In examining the register on which the entry was recorded, the Court observed that the register might not have been kept with exact accuracy; therefore, no inference could be drawn that the entry was made against the informant’s own interest. The Court further noted that the parties claiming the right at that time asserted that they possessed a Dharmila inam in order to prevent its resumption, and it was possible that the entry in the register was produced merely to bolster that claim. The Court regarded Ex‑B‑26 of 1920 as another documentary account that could have been prepared for the same purpose, namely to support the contention of a Dharmila inam. The Court then turned to the last document, Ex‑B‑28, which comprised a list of the Dumbala inams in the Zamindari; because the list did not contain any specific land numbers, the Court found that there was nothing in that document that could connect the list with the particular land that was the subject of the suit. From this analysis, the Court concluded that the documents relied upon by the appellant sufficiently demonstrated that the land in question was a Karnikam service inam, and that the Zamindar’s act of resuming the land as a Karnikam service inam carried a presumption of correctness which, in turn, firmly established the appellant’s case.
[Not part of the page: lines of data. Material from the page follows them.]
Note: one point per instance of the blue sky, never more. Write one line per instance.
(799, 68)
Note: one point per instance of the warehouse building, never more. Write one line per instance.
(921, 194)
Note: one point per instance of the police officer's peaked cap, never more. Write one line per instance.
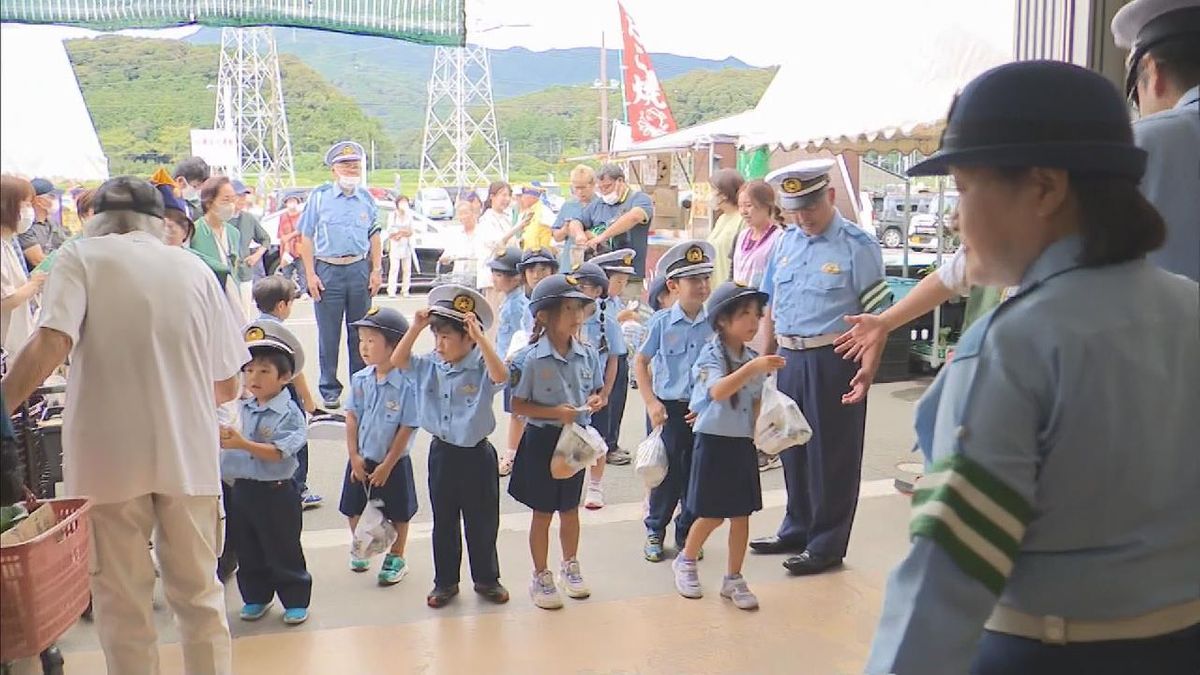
(687, 258)
(455, 302)
(658, 287)
(621, 261)
(593, 274)
(508, 262)
(127, 193)
(267, 333)
(345, 151)
(1038, 114)
(1144, 24)
(801, 184)
(556, 287)
(387, 320)
(729, 293)
(538, 256)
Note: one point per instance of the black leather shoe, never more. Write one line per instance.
(775, 545)
(810, 563)
(441, 596)
(493, 593)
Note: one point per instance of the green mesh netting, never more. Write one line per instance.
(429, 22)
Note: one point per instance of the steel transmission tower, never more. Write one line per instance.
(461, 141)
(250, 102)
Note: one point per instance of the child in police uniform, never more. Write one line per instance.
(725, 398)
(600, 330)
(618, 266)
(274, 297)
(457, 383)
(534, 267)
(559, 383)
(263, 511)
(381, 422)
(664, 378)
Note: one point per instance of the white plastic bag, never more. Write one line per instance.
(373, 533)
(579, 447)
(780, 424)
(651, 460)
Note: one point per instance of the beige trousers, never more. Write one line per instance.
(187, 532)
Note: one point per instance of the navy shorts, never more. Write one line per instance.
(532, 483)
(724, 481)
(399, 494)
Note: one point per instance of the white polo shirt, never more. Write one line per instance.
(151, 335)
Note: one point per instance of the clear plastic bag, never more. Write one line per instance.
(780, 424)
(651, 460)
(579, 447)
(373, 533)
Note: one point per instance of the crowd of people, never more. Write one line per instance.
(1056, 527)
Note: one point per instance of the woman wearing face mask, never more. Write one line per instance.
(727, 223)
(16, 287)
(216, 243)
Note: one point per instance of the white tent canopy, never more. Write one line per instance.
(46, 130)
(899, 95)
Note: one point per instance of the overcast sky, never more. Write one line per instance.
(760, 33)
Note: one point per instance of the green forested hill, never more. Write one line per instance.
(145, 95)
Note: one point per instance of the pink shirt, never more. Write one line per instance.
(750, 255)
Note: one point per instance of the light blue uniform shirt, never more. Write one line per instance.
(815, 281)
(513, 311)
(1062, 475)
(673, 342)
(1171, 181)
(279, 423)
(339, 225)
(456, 399)
(723, 418)
(549, 378)
(382, 408)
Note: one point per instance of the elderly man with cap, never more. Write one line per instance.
(1057, 525)
(149, 465)
(1164, 81)
(821, 269)
(342, 258)
(45, 236)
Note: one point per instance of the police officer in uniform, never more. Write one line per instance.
(342, 255)
(1164, 79)
(1057, 525)
(822, 269)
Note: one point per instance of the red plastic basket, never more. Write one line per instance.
(45, 583)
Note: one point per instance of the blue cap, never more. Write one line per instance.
(509, 262)
(729, 293)
(345, 151)
(539, 256)
(621, 261)
(1038, 114)
(455, 302)
(658, 287)
(593, 274)
(801, 184)
(267, 333)
(42, 186)
(687, 258)
(556, 287)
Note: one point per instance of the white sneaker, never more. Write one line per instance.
(736, 589)
(573, 580)
(544, 592)
(594, 499)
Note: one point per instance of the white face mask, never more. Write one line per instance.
(27, 220)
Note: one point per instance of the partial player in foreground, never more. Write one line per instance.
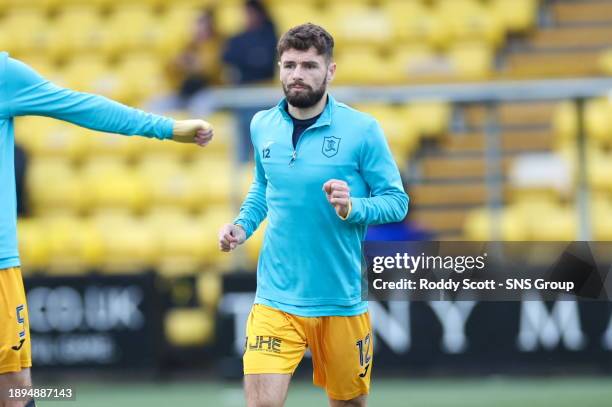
(323, 173)
(24, 92)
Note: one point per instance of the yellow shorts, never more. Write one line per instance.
(15, 353)
(341, 348)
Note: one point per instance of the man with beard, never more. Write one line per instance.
(323, 173)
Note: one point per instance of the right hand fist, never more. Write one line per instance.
(230, 236)
(199, 132)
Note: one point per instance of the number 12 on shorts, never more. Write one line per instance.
(364, 346)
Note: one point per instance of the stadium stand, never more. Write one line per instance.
(140, 204)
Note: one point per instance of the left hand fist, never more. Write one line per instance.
(192, 131)
(338, 195)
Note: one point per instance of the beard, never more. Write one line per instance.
(307, 97)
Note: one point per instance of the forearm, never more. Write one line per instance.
(379, 209)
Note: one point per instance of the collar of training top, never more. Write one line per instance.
(324, 119)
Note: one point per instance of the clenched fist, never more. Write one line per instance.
(338, 195)
(192, 131)
(231, 236)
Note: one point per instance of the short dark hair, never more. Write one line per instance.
(305, 36)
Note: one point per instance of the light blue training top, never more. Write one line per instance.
(310, 262)
(24, 92)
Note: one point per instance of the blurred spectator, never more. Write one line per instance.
(21, 163)
(250, 57)
(192, 71)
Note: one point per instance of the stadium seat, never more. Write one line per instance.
(188, 327)
(90, 73)
(140, 77)
(359, 25)
(52, 138)
(170, 183)
(362, 65)
(174, 29)
(598, 121)
(287, 15)
(54, 186)
(565, 123)
(230, 18)
(129, 244)
(75, 30)
(22, 30)
(401, 137)
(131, 27)
(468, 20)
(605, 62)
(518, 16)
(75, 245)
(428, 118)
(114, 185)
(415, 23)
(34, 248)
(181, 241)
(417, 62)
(209, 289)
(471, 60)
(217, 179)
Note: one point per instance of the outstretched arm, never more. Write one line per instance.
(28, 93)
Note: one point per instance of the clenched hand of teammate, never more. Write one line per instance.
(230, 236)
(199, 132)
(338, 195)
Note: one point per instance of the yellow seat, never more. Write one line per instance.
(471, 60)
(114, 185)
(599, 166)
(363, 65)
(34, 251)
(516, 15)
(230, 18)
(175, 29)
(131, 27)
(415, 23)
(188, 327)
(216, 179)
(288, 15)
(482, 224)
(209, 289)
(605, 62)
(77, 29)
(112, 145)
(565, 123)
(402, 138)
(359, 25)
(129, 244)
(598, 121)
(23, 30)
(171, 184)
(89, 73)
(428, 118)
(54, 186)
(75, 245)
(417, 62)
(181, 237)
(468, 20)
(53, 139)
(140, 77)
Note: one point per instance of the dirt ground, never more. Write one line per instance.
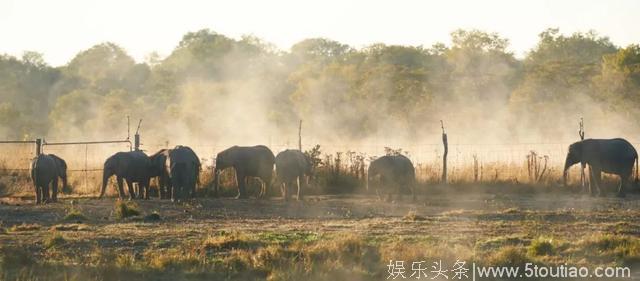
(468, 215)
(457, 217)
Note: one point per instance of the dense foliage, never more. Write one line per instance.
(211, 85)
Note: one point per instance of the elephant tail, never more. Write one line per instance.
(637, 168)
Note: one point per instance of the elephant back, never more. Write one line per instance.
(43, 169)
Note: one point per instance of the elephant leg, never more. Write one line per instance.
(120, 187)
(161, 188)
(174, 193)
(54, 190)
(45, 193)
(241, 179)
(263, 188)
(283, 190)
(300, 183)
(132, 193)
(624, 181)
(38, 194)
(594, 187)
(290, 186)
(137, 190)
(145, 186)
(266, 184)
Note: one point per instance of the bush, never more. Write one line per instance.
(125, 210)
(541, 247)
(55, 240)
(508, 256)
(74, 215)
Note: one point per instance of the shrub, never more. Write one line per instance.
(541, 247)
(508, 256)
(74, 215)
(54, 240)
(125, 210)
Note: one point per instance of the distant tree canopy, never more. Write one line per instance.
(357, 93)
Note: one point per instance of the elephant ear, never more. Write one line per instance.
(60, 163)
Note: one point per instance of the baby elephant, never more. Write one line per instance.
(291, 168)
(393, 172)
(45, 170)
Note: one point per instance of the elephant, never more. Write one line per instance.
(183, 168)
(248, 161)
(614, 156)
(132, 167)
(291, 168)
(159, 170)
(45, 170)
(394, 170)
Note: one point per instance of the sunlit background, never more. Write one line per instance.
(60, 28)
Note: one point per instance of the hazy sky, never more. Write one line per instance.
(62, 28)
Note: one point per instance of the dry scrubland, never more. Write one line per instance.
(491, 213)
(323, 238)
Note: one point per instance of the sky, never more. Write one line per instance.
(60, 29)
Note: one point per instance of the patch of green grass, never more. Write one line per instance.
(229, 241)
(153, 217)
(602, 248)
(413, 216)
(125, 260)
(124, 209)
(499, 242)
(74, 215)
(508, 256)
(288, 237)
(55, 240)
(25, 227)
(14, 258)
(541, 247)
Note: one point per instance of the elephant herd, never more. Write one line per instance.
(177, 170)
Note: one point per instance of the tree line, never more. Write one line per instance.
(211, 84)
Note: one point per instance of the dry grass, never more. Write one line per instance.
(125, 209)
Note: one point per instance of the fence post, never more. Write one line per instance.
(446, 152)
(300, 136)
(583, 177)
(136, 142)
(38, 147)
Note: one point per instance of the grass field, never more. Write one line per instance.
(351, 237)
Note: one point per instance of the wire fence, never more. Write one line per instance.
(486, 161)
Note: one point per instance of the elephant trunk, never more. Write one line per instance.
(216, 181)
(565, 172)
(64, 181)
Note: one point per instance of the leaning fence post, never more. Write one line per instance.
(136, 142)
(38, 147)
(583, 178)
(446, 152)
(300, 136)
(136, 138)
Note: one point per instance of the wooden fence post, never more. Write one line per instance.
(38, 147)
(300, 136)
(446, 152)
(583, 178)
(136, 138)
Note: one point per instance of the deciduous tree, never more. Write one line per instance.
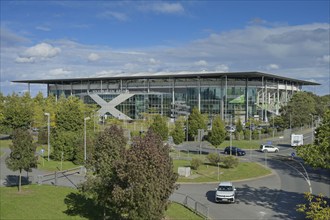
(159, 126)
(315, 208)
(178, 133)
(195, 121)
(109, 151)
(18, 111)
(146, 179)
(22, 156)
(318, 153)
(218, 133)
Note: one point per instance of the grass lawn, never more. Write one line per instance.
(178, 211)
(243, 144)
(209, 173)
(52, 165)
(5, 143)
(48, 202)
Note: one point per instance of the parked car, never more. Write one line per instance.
(234, 151)
(231, 128)
(268, 148)
(225, 192)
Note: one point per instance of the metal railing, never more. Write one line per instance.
(62, 176)
(190, 203)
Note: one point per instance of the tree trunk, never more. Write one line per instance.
(20, 180)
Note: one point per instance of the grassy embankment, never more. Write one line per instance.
(49, 202)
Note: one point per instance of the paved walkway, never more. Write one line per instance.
(37, 176)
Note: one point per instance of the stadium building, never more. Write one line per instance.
(231, 94)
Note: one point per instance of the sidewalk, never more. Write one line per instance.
(37, 176)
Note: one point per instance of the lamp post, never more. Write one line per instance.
(230, 131)
(312, 128)
(85, 119)
(48, 131)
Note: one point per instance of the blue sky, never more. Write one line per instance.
(64, 39)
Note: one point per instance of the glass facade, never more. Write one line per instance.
(226, 96)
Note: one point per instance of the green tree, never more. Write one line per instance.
(218, 133)
(70, 114)
(195, 163)
(230, 161)
(18, 112)
(109, 151)
(22, 156)
(316, 207)
(239, 126)
(318, 153)
(195, 121)
(299, 109)
(214, 158)
(67, 135)
(159, 126)
(145, 179)
(178, 133)
(38, 111)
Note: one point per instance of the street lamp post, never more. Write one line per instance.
(312, 128)
(230, 131)
(48, 131)
(85, 154)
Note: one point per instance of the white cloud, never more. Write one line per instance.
(114, 15)
(222, 68)
(59, 72)
(25, 60)
(43, 28)
(253, 48)
(93, 57)
(38, 52)
(163, 7)
(200, 63)
(326, 59)
(272, 66)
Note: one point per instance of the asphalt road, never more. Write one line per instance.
(271, 197)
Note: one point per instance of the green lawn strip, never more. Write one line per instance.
(178, 211)
(35, 202)
(5, 143)
(47, 202)
(52, 165)
(243, 144)
(209, 173)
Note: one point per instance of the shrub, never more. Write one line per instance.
(255, 135)
(230, 161)
(214, 158)
(195, 163)
(43, 136)
(246, 134)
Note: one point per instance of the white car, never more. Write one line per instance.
(225, 192)
(268, 148)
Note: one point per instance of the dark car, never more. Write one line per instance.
(234, 151)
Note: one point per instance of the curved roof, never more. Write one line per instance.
(166, 75)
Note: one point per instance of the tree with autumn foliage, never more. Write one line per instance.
(316, 207)
(145, 180)
(159, 126)
(22, 156)
(317, 154)
(133, 182)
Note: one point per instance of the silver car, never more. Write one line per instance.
(225, 192)
(268, 148)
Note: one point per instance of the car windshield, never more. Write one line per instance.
(225, 188)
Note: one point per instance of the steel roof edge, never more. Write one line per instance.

The Court held that the concession made by counsel in the trial Court, which identified the land as a Dharmila inam, could not be given any weight because it was a concession on a point of law that was subsequently withdrawn. The Court considered that the concession appeared to stem from a mistake or perhaps ignorance, and therefore it was not binding on the client. Accordingly, the Court expressed the view that the judgments of both lower Courts, which had jointly held the land to be Jeroyti land after the resumption of the Karnikam service inam, were correct in the circumstances, and that the High Court was not justified in overturning those decisions. Consequently, the appeal was allowed, the order of the High Court was set aside, and the judgment of the lower Court was restored, with costs awarded throughout. The appeal was thus allowed.